Furthermore, when the optical switch 20 is an optical cross-connect, there is a possibility that paths corresponding to the number of transmission line wavelengths simultaneously perform switchover operations (or establishment operations), thereby increasing the possibility of the crosstalk C occurrence.
FIGS. 19A-19C show that the crosstalk from the input movable mirror 24 adjoining the input movable mirror 24 is the largest.
In FIG. 19A, the path P1 through the movable mirrors 24_1 and 25_1 is established between the input optical fiber 22_1 and the output optical fiber 27_1, while the path P2 through the movable mirrors 24_2 and 25_2 is established between the input optical fiber 22_2 and the output optical fiber 27_2.

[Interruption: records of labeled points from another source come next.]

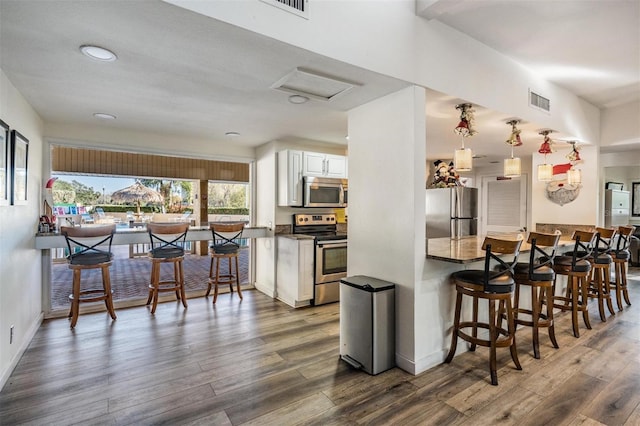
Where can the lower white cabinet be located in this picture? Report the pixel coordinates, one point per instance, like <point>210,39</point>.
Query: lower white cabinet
<point>294,270</point>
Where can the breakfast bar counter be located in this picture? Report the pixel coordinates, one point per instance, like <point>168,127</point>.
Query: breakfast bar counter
<point>139,235</point>
<point>469,249</point>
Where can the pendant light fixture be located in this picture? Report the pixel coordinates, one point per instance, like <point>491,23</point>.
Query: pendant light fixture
<point>462,157</point>
<point>512,166</point>
<point>545,171</point>
<point>574,176</point>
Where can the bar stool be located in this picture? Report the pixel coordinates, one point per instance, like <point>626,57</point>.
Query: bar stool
<point>539,275</point>
<point>621,256</point>
<point>85,252</point>
<point>601,262</point>
<point>226,245</point>
<point>493,285</point>
<point>167,246</point>
<point>576,268</point>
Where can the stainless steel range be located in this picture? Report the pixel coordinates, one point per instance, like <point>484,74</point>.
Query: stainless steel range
<point>330,254</point>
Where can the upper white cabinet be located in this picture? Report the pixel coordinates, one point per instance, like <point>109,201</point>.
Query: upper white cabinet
<point>324,165</point>
<point>294,164</point>
<point>290,178</point>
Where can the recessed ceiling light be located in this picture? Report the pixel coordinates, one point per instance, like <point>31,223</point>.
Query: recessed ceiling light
<point>298,99</point>
<point>104,116</point>
<point>98,53</point>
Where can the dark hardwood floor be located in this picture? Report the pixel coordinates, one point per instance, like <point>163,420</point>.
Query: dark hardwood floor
<point>261,362</point>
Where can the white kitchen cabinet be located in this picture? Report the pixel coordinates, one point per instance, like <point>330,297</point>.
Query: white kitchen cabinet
<point>290,178</point>
<point>294,270</point>
<point>294,164</point>
<point>324,165</point>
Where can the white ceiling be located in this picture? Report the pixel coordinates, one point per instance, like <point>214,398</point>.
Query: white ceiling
<point>185,74</point>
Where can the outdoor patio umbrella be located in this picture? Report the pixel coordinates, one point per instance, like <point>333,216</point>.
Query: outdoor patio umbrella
<point>137,193</point>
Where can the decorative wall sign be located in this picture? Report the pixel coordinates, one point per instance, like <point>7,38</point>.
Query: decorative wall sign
<point>19,169</point>
<point>635,199</point>
<point>559,190</point>
<point>4,164</point>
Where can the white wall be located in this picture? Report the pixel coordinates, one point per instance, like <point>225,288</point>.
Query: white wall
<point>621,167</point>
<point>621,126</point>
<point>387,201</point>
<point>20,262</point>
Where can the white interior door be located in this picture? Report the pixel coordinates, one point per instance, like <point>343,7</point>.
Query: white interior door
<point>504,204</point>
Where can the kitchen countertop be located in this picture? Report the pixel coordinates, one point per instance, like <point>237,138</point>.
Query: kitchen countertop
<point>469,249</point>
<point>296,236</point>
<point>126,235</point>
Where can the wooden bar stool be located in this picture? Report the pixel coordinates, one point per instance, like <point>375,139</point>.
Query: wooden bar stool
<point>226,245</point>
<point>89,248</point>
<point>601,262</point>
<point>538,274</point>
<point>621,256</point>
<point>491,284</point>
<point>576,268</point>
<point>167,246</point>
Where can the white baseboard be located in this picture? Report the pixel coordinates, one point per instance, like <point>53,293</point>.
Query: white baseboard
<point>23,347</point>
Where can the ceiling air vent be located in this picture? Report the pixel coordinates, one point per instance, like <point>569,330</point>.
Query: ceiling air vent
<point>313,85</point>
<point>297,7</point>
<point>539,102</point>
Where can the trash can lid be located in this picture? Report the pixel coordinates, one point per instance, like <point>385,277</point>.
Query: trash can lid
<point>366,283</point>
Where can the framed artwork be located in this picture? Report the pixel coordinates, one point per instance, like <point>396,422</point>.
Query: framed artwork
<point>4,164</point>
<point>614,185</point>
<point>19,170</point>
<point>635,199</point>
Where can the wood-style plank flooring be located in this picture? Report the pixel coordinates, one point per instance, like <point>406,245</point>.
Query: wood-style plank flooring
<point>259,362</point>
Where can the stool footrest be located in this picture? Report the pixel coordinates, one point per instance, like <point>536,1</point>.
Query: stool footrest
<point>501,342</point>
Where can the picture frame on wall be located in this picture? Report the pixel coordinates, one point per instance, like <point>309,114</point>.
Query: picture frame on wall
<point>635,199</point>
<point>19,168</point>
<point>4,164</point>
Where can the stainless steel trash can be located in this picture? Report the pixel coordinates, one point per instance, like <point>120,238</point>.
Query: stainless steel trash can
<point>367,323</point>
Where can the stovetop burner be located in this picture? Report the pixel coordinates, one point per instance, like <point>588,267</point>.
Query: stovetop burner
<point>321,226</point>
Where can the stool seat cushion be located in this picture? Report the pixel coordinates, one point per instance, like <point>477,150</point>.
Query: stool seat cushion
<point>603,259</point>
<point>167,252</point>
<point>91,258</point>
<point>580,253</point>
<point>622,255</point>
<point>225,249</point>
<point>501,284</point>
<point>564,263</point>
<point>541,273</point>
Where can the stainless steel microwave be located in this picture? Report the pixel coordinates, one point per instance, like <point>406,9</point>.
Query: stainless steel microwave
<point>324,192</point>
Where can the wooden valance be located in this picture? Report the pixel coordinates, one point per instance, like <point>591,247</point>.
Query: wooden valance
<point>92,161</point>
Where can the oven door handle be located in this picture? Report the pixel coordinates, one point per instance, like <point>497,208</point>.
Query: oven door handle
<point>332,243</point>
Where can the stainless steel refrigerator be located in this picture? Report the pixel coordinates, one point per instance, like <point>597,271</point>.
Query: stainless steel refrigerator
<point>451,212</point>
<point>616,208</point>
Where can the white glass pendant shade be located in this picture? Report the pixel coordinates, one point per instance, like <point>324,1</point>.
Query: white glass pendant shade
<point>462,159</point>
<point>574,176</point>
<point>545,172</point>
<point>512,167</point>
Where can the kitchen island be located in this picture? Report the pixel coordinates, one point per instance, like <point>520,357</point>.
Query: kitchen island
<point>445,256</point>
<point>139,235</point>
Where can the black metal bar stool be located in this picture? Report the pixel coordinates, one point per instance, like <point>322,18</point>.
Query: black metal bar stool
<point>538,274</point>
<point>167,246</point>
<point>621,256</point>
<point>576,268</point>
<point>601,261</point>
<point>89,248</point>
<point>491,284</point>
<point>226,245</point>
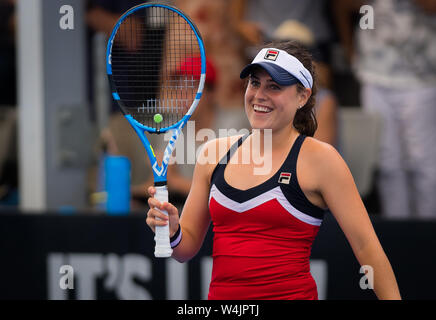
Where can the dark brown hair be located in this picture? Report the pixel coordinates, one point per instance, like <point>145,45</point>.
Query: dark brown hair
<point>304,120</point>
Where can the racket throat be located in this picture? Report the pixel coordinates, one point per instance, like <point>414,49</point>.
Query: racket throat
<point>160,183</point>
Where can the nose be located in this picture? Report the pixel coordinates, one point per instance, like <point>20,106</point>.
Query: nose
<point>260,93</point>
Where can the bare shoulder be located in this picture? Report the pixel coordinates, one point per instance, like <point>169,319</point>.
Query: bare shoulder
<point>211,153</point>
<point>322,160</point>
<point>316,150</point>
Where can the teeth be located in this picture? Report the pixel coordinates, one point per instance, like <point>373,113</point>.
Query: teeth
<point>261,108</point>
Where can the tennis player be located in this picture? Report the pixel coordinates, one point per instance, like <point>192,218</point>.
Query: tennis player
<point>264,225</point>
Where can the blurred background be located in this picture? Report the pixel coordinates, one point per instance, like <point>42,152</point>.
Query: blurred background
<point>73,174</point>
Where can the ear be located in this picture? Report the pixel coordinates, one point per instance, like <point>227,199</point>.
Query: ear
<point>304,96</point>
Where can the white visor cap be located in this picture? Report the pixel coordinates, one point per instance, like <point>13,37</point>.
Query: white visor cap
<point>283,68</point>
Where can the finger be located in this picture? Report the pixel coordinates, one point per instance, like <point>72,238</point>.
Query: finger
<point>151,191</point>
<point>154,203</point>
<point>168,207</point>
<point>158,215</point>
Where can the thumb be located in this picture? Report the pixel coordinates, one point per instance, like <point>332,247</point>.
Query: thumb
<point>171,209</point>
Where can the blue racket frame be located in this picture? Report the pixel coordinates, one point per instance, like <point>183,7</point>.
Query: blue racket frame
<point>159,171</point>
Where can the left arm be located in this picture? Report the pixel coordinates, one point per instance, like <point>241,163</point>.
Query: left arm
<point>340,193</point>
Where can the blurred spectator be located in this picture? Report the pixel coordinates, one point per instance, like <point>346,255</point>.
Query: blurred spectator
<point>396,64</point>
<point>258,20</point>
<point>208,117</point>
<point>223,45</point>
<point>326,108</point>
<point>8,102</point>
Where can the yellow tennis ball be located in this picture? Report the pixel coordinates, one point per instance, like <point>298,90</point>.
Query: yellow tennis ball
<point>157,118</point>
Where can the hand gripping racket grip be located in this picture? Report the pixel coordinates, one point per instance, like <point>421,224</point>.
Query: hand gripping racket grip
<point>162,248</point>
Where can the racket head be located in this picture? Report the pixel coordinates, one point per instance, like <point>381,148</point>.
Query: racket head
<point>156,65</point>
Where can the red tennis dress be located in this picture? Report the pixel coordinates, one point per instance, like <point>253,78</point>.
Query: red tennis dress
<point>262,236</point>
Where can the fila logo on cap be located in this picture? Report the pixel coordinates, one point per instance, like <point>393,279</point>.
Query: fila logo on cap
<point>271,55</point>
<point>285,177</point>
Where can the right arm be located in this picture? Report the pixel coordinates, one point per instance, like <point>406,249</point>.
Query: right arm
<point>195,218</point>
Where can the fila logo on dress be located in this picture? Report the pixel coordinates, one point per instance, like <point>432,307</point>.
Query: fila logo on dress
<point>285,177</point>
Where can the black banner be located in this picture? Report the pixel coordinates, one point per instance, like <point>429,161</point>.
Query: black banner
<point>88,257</point>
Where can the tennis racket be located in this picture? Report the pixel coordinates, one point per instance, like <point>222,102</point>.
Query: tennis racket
<point>147,55</point>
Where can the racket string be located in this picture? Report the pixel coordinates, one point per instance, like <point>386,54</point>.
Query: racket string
<point>147,52</point>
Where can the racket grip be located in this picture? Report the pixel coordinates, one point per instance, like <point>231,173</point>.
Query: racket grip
<point>162,247</point>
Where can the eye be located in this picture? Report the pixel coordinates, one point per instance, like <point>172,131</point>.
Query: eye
<point>254,83</point>
<point>275,87</point>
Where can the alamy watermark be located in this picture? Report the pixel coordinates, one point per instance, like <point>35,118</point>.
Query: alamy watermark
<point>192,148</point>
<point>67,280</point>
<point>367,20</point>
<point>367,280</point>
<point>66,22</point>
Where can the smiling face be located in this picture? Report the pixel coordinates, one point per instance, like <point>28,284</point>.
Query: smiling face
<point>269,105</point>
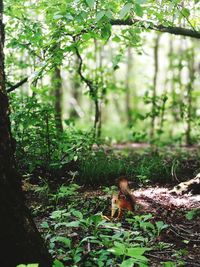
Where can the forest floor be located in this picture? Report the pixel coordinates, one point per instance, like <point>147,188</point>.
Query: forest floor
<point>166,223</point>
<point>179,242</point>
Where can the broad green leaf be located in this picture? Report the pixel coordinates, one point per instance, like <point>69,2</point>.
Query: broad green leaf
<point>140,1</point>
<point>73,224</point>
<point>90,3</point>
<point>125,10</point>
<point>185,12</point>
<point>137,251</point>
<point>58,16</point>
<point>78,214</point>
<point>128,263</point>
<point>138,10</point>
<point>58,263</point>
<point>100,15</point>
<point>169,264</point>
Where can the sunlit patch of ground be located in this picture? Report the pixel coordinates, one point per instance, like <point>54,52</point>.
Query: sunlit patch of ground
<point>152,196</point>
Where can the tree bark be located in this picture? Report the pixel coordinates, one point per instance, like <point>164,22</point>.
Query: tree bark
<point>191,70</point>
<point>57,90</point>
<point>153,110</point>
<point>128,92</point>
<point>19,236</point>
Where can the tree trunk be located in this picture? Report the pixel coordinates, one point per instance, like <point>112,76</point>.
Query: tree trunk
<point>19,236</point>
<point>75,110</point>
<point>57,89</point>
<point>189,96</point>
<point>128,93</point>
<point>153,110</point>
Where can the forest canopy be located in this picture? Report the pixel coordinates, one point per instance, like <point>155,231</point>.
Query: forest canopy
<point>97,97</point>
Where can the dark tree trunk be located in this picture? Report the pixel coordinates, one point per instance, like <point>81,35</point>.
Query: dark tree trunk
<point>75,110</point>
<point>128,92</point>
<point>57,89</point>
<point>19,236</point>
<point>191,70</point>
<point>153,110</point>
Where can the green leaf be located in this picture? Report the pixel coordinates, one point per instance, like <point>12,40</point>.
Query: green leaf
<point>169,264</point>
<point>128,263</point>
<point>140,1</point>
<point>125,10</point>
<point>185,12</point>
<point>73,224</point>
<point>58,263</point>
<point>78,214</point>
<point>138,10</point>
<point>100,15</point>
<point>57,16</point>
<point>45,225</point>
<point>90,3</point>
<point>135,252</point>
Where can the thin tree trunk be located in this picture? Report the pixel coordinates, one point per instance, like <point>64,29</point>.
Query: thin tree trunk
<point>75,110</point>
<point>128,93</point>
<point>189,97</point>
<point>19,236</point>
<point>153,110</point>
<point>57,89</point>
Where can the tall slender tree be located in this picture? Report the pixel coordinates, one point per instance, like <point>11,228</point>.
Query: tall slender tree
<point>19,236</point>
<point>153,110</point>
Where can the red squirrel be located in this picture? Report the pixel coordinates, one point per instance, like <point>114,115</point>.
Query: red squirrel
<point>124,200</point>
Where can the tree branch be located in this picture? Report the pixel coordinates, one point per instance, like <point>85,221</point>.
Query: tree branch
<point>160,28</point>
<point>13,87</point>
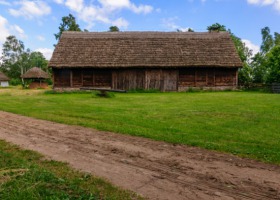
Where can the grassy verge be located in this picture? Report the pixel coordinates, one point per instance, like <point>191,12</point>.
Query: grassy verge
<point>242,123</point>
<point>26,175</point>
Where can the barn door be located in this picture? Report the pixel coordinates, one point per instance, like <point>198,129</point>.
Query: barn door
<point>87,78</point>
<point>170,80</point>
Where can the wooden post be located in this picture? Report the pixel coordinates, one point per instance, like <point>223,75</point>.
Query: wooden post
<point>195,76</point>
<point>214,76</point>
<point>71,78</point>
<point>236,76</point>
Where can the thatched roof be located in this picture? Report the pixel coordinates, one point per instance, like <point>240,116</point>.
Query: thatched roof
<point>36,72</point>
<point>145,49</point>
<point>3,77</point>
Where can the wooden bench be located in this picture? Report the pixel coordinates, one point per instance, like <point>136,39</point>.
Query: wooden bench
<point>103,91</point>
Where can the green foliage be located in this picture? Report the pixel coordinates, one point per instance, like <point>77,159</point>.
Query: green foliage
<point>68,24</point>
<point>267,40</point>
<point>16,60</point>
<point>262,62</point>
<point>245,76</point>
<point>114,29</point>
<point>273,63</point>
<point>15,81</point>
<point>216,27</point>
<point>244,123</point>
<point>26,175</point>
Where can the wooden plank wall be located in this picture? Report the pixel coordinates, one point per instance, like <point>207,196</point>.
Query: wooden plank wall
<point>276,87</point>
<point>160,79</point>
<point>207,77</point>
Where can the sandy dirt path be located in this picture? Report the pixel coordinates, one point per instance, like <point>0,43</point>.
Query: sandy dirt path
<point>155,170</point>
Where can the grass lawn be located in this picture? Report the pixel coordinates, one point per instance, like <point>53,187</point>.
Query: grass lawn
<point>26,175</point>
<point>242,123</point>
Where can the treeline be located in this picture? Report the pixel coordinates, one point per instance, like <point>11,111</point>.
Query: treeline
<point>261,68</point>
<point>264,66</point>
<point>16,60</point>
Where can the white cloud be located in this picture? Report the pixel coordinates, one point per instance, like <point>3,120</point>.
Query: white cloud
<point>4,33</point>
<point>46,52</point>
<point>59,1</point>
<point>255,48</point>
<point>18,31</point>
<point>40,38</point>
<point>103,11</point>
<point>120,22</point>
<point>145,9</point>
<point>30,9</point>
<point>76,5</point>
<point>7,29</point>
<point>274,3</point>
<point>5,3</point>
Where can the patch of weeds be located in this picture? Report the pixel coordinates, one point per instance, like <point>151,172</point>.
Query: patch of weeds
<point>67,92</point>
<point>103,94</point>
<point>144,91</point>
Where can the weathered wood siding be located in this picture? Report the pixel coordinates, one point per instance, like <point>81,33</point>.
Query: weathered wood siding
<point>207,77</point>
<point>129,79</point>
<point>159,79</point>
<point>276,87</point>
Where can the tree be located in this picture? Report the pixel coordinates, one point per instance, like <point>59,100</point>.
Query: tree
<point>12,52</point>
<point>245,74</point>
<point>261,68</point>
<point>267,40</point>
<point>16,60</point>
<point>216,27</point>
<point>273,64</point>
<point>68,24</point>
<point>114,29</point>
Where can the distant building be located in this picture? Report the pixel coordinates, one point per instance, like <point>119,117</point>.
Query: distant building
<point>4,80</point>
<point>167,61</point>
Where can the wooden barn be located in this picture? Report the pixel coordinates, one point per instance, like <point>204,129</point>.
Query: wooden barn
<point>37,78</point>
<point>167,61</point>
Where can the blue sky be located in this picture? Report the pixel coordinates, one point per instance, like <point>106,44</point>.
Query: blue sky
<point>35,21</point>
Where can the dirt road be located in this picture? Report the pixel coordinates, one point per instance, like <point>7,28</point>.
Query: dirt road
<point>155,170</point>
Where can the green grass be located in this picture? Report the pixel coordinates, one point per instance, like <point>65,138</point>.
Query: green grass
<point>26,175</point>
<point>242,123</point>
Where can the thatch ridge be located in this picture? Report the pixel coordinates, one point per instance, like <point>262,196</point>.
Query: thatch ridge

In FIG. 19B, when the path P1 is switched over to the path P3 (see FIG. 19C) between the input optical fiber 22_1 and the output optical fiber 27_3, the optical signal from the input optical fiber 22_1 is deflected at the output movable mirror 25_2, during the switchover, to be outputted to the output optical fiber 27_2 as a crosstalk light.
As for the crosstalk light, the crosstalk of the optical signal deflected from the input movable mirror 24_1 (or 24_3) adjoining the input movable mirror 24_2 becomes the largest. This is because the angle difference between the signal light and the crosstalk light becomes minimum.
In case such a crosstalk upon a switchover (or establishment) occurs at the optical signal on the output optical fiber (output port) side, the above-mentioned crosstalk shutdown apparatus can not shut down or intercept the crosstalk.
It is accordingly an object of the present invention to provide an optical switch comprising a plurality of input ports and output ports, performing a path establishment between the input ports and the output ports, and reducing a crosstalk which occurs upon the path establishment or a path switchover.
In order to achieve the above-mentioned object, an optical switch of the present invention comprises: a plurality of input ports, a plurality of output ports, and interception means for intercepting an optical signal at a preceding stage of the input ports during a path switchover.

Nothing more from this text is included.